©Robert DiSalle 2001
When the "special" theory of relativity was introduced in 1905, it became known simply as "the theory of relativity"; the idea that this was a "special" theory arose with the the idea that a more general theory was required. And the latter idea arose from some philosophical questions that Einstein immediately asked about the special theory:
If motion is relative, why are we clinging to the idea of an absolute difference between rotating and not rotating?
Why do we maintain a distinction between certain "privileged" coordinate systems-the inertial systems- and every other kind of coordinate system? "What does nature care about our coordinate systems?"
Why shouldn't the laws of physics be the same for all coordinate systems?
If we introduce "rotation relative to an inertial frame" as the cause
of centrifugal forces, aren't we introducing an unobservable cause for
an observable effect? Doesn't that mean slipping from empirical science
into metaphysics?
So the idea behind general relativity was that, where the 1905 theory
said that the laws of physics would not distinguish between uniform motion
and rest, the general theory would express laws that don't distinguish
any states of motion; where the 1905 theory said that the laws of physics
are the same in any inertial frame, the general theory would express laws
that are the same in any frame of reference.
This might seem to be an odd idea. If I am on a moving carousel, I become ill; if the carousel is at rest and the surroundings rotate around it, why should I become ill? If the earth rotates, it bulges out at the equator; if the stars are rotating around the earth, why should the earth bulge? Is it really plausible that the distant stars are exerting some strange force by their rotation that is causing the bulge? According to Ernst Mach, however, we can't rule out such possibilities, because we can't take the stars away and check to see whether the bulge is still there. ("The universe is not given to us twice.")
Einstein took this view of Mach's extremely seriously. But he realized that both Newtonian physics and special relativity implied that absolute rotation is independent of relative rotation, and absolute acceleration is independent of relative acceleration. Both theories say that, if a body is alone in the universe, its rotation will be detectable by its centrifugal forces; if a particle is alone in the universe, or if it is immeasurably far away from other masses, its motion will be uniform and rectilinear. The lack of relative motion doesn't matter in either case. This means that one can't simply get rid of the concept of absolute rotation or absolute acceleration, because they are, so to speak, woven into the fabric of the laws of Newtonian and relativistic mechanics. Therefore, to satisfy his philosophical objections to these concepts, he would have to come up with altogether new laws of physics.

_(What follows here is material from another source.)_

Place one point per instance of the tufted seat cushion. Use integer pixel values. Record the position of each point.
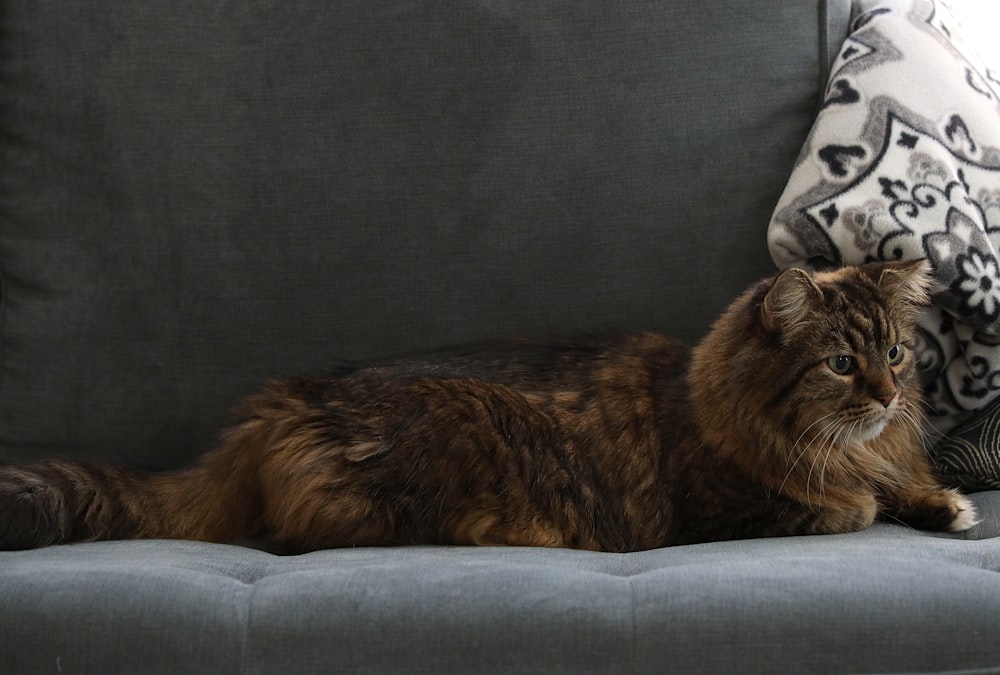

Another way of making the same point: The theory that the earth is rotating and the stars are at rest is "kinematically equivalent" to the theory that the stars are rotating and the earth is at rest. Kinematics is the simple geometrical description of motion, without regard to forces, masses, or causal relations of any kind; it doesn't matter from the kinematical point of view which body is at rest. But dynamics is concerned with forces, masses, and causes. True acceleration is caused by forces, and depends on the mass; true rotation, according to Newtonian mechanics and special relativity, is accompanied by a dynamical effect, i.e. centrifugal force. Therefore the two theories, while kinematically equivalent, are not dynamically equivalent. To make them equivalent would require a new theory of dynamics. This is what Einstein set out to create after 1905.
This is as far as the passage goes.